Figure 1

Protein-coding transcriptome of DA neurons isolated from ventral mesencephalons of E14,5 embryos expressing GFP in Th⁺ cells. (a) FACS sorting of GFP⁺ and GFP⁻ cell populations for subsequent RNA-seq and ATAC-seq analyses. (b) Th expression (red) assessed by immunofluorescence on GFP⁺ and GFP⁻ cells cultured for 90 minutes after FACS. Nuclei were stained using Hoechst (blue). (c) Th mRNA relative expression of 3 independent GFP⁺ cell populations used for RNA-seq (triangle, diamond and square), compared to their matching control GFP⁻ cell populations. The bar represents the mean of the 3 enrichment values. mRNA expression was normalized relatively to Tbp mRNA expression. (d) Pathway analysis (Panther 2016) performed on the 1500 most expressed protein-coding genes obtained from 3 independent RNA-seq datasets, excluding mitochondrial genes. (e) mRNA expression in Log10(FPKM) of numerous cellular subtype marker genes.
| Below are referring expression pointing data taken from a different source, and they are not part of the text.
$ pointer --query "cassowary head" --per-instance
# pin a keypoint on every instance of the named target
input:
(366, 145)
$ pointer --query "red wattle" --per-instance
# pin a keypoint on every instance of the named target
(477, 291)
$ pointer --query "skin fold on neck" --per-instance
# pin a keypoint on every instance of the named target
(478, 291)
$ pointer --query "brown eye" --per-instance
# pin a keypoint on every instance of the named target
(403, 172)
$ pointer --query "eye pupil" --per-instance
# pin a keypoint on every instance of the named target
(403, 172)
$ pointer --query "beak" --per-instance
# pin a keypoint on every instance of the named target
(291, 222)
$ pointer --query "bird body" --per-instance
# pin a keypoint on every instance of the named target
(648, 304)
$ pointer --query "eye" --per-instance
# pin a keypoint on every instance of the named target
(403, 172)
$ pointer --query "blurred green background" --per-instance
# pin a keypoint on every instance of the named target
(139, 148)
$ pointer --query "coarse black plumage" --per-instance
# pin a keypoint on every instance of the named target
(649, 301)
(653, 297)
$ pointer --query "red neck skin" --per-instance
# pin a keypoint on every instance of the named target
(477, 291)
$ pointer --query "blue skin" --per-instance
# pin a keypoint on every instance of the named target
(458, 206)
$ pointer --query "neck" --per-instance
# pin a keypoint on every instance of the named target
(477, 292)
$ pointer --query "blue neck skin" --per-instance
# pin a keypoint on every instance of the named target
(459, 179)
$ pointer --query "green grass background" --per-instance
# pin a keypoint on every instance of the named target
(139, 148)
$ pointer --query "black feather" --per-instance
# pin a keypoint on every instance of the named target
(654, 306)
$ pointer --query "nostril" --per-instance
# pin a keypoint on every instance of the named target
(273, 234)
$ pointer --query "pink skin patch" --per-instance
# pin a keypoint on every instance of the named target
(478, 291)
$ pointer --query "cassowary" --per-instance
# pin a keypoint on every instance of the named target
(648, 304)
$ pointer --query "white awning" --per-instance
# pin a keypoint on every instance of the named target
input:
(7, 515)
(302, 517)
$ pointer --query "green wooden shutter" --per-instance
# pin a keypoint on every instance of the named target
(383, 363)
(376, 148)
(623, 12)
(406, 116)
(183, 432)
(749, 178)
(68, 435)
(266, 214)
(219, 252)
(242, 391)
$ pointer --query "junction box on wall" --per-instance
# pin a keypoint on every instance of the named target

Each circle represents mRNA expression of a marker gene from 1 RNA-seq, and the bar represents the mean of the 3 values. Error bars show standard error of the mean. The color code is as follow: pale yellow, dopaminergic progenitors; yellow, differentiating and differentiated dopaminergic neurons; green, serotonergic neurons; blue, GABAergic neurons; purple, glutamatergic neurons; mustard, noradrenergic neurons; brown, radial glial like cells; dark brown, pericytes; brown-orange, endothelial cells.